Diego de Velázquez
Diego de Velázquez. h 1657. Óleo sobre lienzo. 220 x 289. Museo del Prado. Madrid
Foto: wikimmedia

Se trata de una de las obras emblemáticas de Velázquez, realizada en sus últimos años de actividad.

El cuadro representa una escena que parece costumbrista, un taller de costura. Sin embargo el tema representado es mucho más complejo.

Lo que representó Velázquez fue una escena mitológica, “la fábula de Aracne” que representa la contienda entre Atenea y Aracne por ver quien tejía mejor, y la consiguiente transformación en araña de Aracne como maldición impuesta por la diosa Atenea.

En primer plano vemos un taller de costura con 5 hilanderas preparando lanas para tejer tapices. Una escena en el fondo nos muestra a cinco mujeres ricamente vestidas contemplando un tapiz en el que está representada la Fábula de Aracne.

Velázquez representó un tema mitológico huyendo de grandilocuencias, incluyendo la escena en un ambiente cotidiano alusivo a la historia del mito, en este caso el ámbiente fabril del telar.

La gran armonía compositiva basada en la utilización de la luz, el ritmo y el color que consiguen dirigir la mirada del espectador desde el primer plano hasta el fondo, pasando por la hilandera que se agacha. En la escena del fondo una mujer se vuelve hacia el espectador, sorprendiéndolo por la intromisión.

La colocación de la escena principal del cuadro en segundo plano, al fondo del cuadro es un recurso muy Barroco, que Velázquez ejecutó con gran maestría en esta y en otras obras, como Las Meninas.
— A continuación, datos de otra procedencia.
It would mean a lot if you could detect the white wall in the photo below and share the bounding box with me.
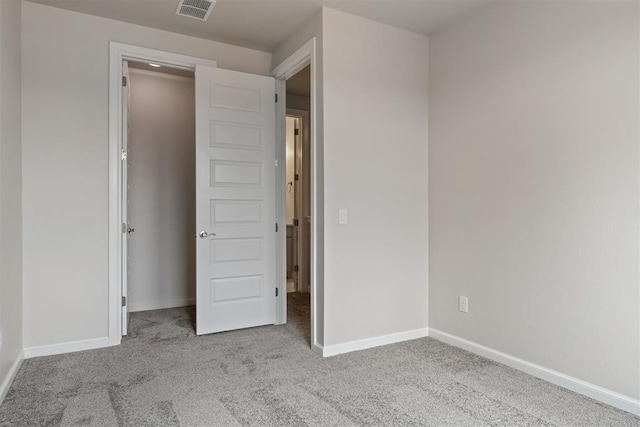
[22,2,271,347]
[429,2,640,398]
[0,0,22,401]
[128,69,196,311]
[322,9,428,346]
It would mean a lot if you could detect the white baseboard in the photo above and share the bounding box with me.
[311,343,323,356]
[322,328,429,357]
[0,351,24,405]
[429,328,640,416]
[24,337,111,359]
[129,298,196,313]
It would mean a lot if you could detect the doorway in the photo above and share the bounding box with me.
[123,61,196,328]
[108,40,322,352]
[284,65,311,341]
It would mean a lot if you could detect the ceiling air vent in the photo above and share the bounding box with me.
[176,0,216,21]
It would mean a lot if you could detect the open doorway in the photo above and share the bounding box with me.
[123,61,196,334]
[284,65,311,342]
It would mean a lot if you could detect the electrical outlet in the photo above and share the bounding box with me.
[458,297,469,313]
[338,209,348,225]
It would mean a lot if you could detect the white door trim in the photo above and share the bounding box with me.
[108,42,217,345]
[271,37,322,354]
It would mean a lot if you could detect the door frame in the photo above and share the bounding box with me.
[271,37,323,355]
[286,108,311,292]
[108,41,217,345]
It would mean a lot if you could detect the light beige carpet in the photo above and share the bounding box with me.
[0,294,640,426]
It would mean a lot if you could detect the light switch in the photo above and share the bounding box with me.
[338,209,347,224]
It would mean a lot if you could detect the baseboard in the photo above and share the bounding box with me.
[0,351,24,405]
[322,328,429,357]
[311,344,323,356]
[129,298,196,313]
[24,337,111,359]
[429,328,640,416]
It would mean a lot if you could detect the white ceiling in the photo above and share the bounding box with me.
[27,0,495,52]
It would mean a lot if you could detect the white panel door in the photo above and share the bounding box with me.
[196,66,276,335]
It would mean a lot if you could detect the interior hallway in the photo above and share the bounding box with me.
[0,293,640,426]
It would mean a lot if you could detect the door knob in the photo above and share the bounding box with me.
[198,230,216,239]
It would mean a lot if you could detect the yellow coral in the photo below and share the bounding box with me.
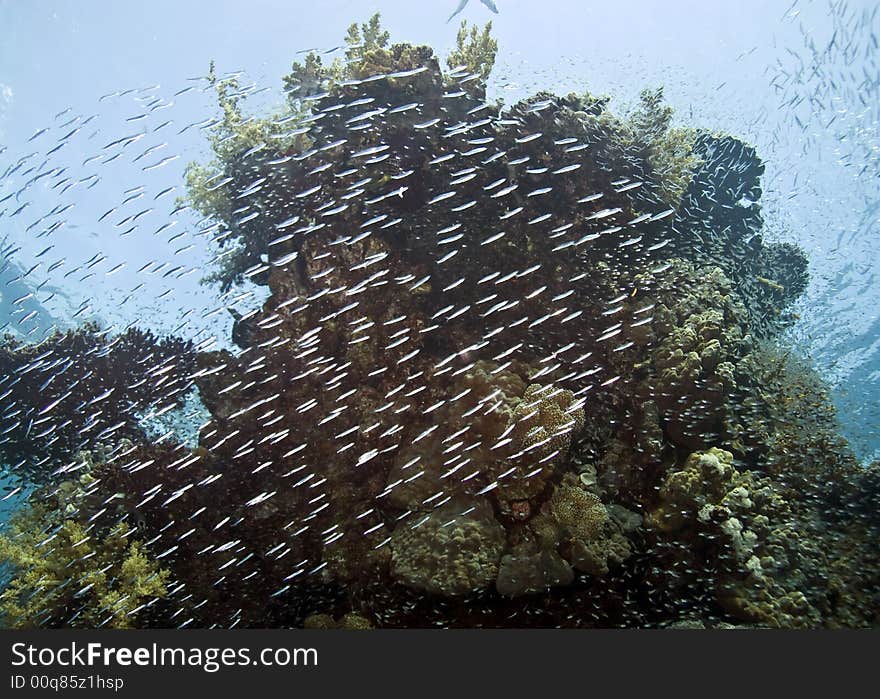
[446,20,498,83]
[0,505,169,628]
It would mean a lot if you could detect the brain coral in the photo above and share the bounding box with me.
[391,503,504,597]
[533,474,631,576]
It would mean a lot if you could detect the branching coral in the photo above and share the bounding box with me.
[0,504,169,628]
[446,20,498,92]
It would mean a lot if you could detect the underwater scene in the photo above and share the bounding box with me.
[0,0,880,629]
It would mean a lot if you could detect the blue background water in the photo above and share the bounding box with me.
[0,0,880,476]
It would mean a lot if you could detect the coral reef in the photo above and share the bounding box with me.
[0,484,169,628]
[0,17,880,628]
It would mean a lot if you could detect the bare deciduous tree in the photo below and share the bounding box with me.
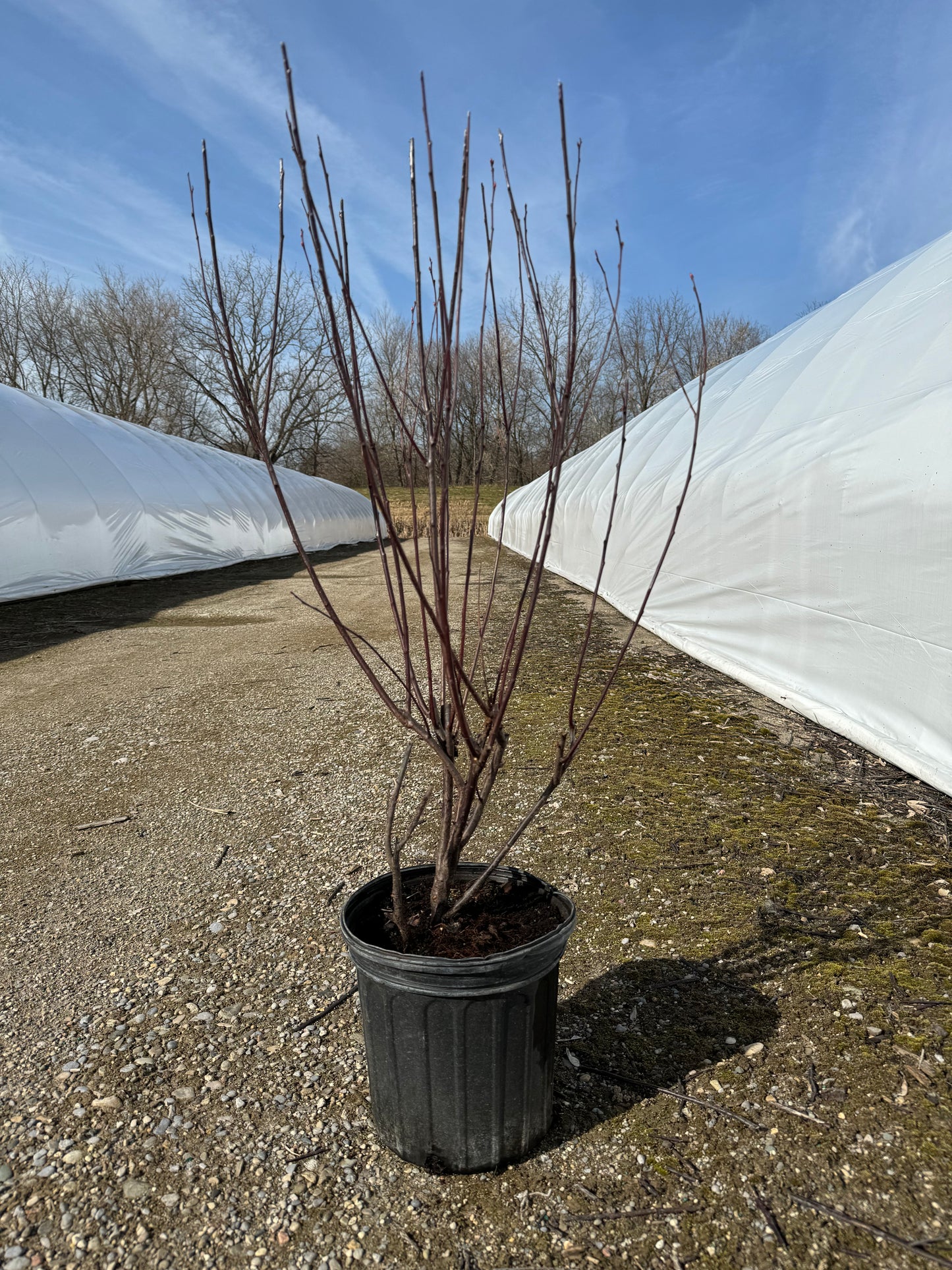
[193,55,706,948]
[177,252,341,474]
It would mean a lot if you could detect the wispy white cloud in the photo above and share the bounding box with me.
[820,207,876,279]
[16,0,407,304]
[0,132,218,273]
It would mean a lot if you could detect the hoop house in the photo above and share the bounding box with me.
[490,234,952,794]
[0,386,374,600]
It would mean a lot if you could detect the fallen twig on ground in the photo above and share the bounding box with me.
[561,1204,701,1222]
[291,984,356,1031]
[767,1095,829,1129]
[754,1186,788,1248]
[578,1063,767,1133]
[75,815,132,829]
[789,1195,952,1266]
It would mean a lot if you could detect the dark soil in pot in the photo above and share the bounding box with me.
[340,865,575,1172]
[356,874,565,958]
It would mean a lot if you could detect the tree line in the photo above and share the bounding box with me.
[0,252,768,485]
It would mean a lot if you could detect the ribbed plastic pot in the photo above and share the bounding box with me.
[340,865,576,1174]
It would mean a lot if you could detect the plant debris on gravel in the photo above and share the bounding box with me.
[0,542,952,1270]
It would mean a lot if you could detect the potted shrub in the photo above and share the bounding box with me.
[192,53,706,1172]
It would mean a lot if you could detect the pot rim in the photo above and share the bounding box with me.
[339,861,579,973]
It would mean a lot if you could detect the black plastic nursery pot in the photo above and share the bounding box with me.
[340,865,576,1174]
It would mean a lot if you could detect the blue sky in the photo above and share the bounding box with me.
[0,0,952,329]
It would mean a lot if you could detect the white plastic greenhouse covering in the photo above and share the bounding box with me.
[0,386,373,600]
[490,234,952,794]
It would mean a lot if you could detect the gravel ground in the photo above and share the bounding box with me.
[0,548,952,1270]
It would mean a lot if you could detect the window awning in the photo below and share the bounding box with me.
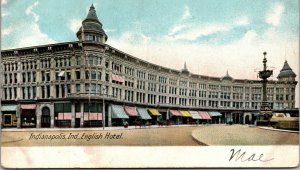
[170,110,182,116]
[21,104,36,109]
[76,112,81,118]
[58,71,65,77]
[180,110,192,117]
[111,74,124,83]
[199,112,211,119]
[124,106,138,116]
[209,112,222,116]
[148,109,160,116]
[57,113,72,120]
[137,108,152,120]
[111,105,129,119]
[1,105,17,111]
[83,113,102,120]
[189,111,202,119]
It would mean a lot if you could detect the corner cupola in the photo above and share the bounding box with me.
[181,62,190,74]
[76,4,108,43]
[222,70,233,81]
[277,60,296,81]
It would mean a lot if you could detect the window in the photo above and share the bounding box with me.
[91,70,96,80]
[76,84,80,93]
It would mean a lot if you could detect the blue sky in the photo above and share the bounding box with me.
[1,0,299,84]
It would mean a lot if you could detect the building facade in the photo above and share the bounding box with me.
[1,5,298,128]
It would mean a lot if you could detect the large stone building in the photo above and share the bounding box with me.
[1,6,298,128]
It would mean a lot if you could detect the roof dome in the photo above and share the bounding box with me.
[277,61,296,79]
[181,62,190,74]
[76,4,107,42]
[222,70,233,81]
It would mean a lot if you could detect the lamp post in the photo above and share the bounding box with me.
[102,87,107,130]
[257,52,273,125]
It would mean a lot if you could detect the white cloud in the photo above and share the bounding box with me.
[1,26,14,36]
[166,6,249,41]
[2,2,56,48]
[1,0,7,5]
[25,1,40,22]
[168,5,191,36]
[266,3,285,26]
[1,9,9,17]
[235,16,250,26]
[181,5,191,21]
[68,19,82,33]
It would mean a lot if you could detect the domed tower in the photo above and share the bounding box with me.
[277,60,296,81]
[76,4,108,44]
[181,62,190,74]
[222,70,233,81]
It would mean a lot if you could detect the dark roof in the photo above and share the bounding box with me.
[222,71,233,81]
[76,4,107,40]
[181,62,190,74]
[277,61,296,79]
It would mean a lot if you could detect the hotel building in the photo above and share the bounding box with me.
[0,5,298,128]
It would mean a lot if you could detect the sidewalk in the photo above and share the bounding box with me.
[1,125,198,132]
[192,125,299,146]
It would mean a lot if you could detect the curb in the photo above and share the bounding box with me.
[258,126,299,133]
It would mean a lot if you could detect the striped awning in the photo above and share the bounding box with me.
[148,109,160,116]
[57,113,72,120]
[1,105,17,111]
[111,105,129,119]
[170,110,182,116]
[76,112,81,118]
[180,110,192,117]
[83,113,102,120]
[124,106,138,116]
[111,74,124,83]
[21,104,36,110]
[209,112,222,116]
[137,107,151,120]
[189,111,202,119]
[199,112,211,119]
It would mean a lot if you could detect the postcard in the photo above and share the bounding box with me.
[0,0,300,168]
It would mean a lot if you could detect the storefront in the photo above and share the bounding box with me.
[54,103,72,127]
[1,105,17,127]
[41,106,51,128]
[208,111,222,124]
[170,110,182,125]
[180,110,192,124]
[136,107,152,123]
[189,111,201,125]
[124,106,139,125]
[21,104,36,128]
[148,108,161,125]
[111,105,129,126]
[198,111,211,124]
[83,112,102,127]
[83,102,102,127]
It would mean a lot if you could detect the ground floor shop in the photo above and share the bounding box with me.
[1,100,292,128]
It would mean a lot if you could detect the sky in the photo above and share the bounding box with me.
[1,0,299,107]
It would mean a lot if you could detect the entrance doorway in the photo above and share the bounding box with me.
[41,107,51,128]
[21,109,36,128]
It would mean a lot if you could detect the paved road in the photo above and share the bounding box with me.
[1,126,199,147]
[192,125,299,145]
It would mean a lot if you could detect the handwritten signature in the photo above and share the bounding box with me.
[229,149,274,162]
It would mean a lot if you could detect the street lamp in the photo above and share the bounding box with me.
[102,87,107,130]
Esta fábula le sirve al pintor para reivindicar la pintura como un arte liberal, al igual que el tejido de tapices, y no una labor artesanal como se concebía en la España del siglo XVII.

Una pinceleda completamente suelta con un toque impresionista, que sugiere y compone una realidad total, es el legado que dejó en esta obra el genial pintor sevillano, cuyos logros pictóricos se anticiparon en más de 200 años al impresionismo.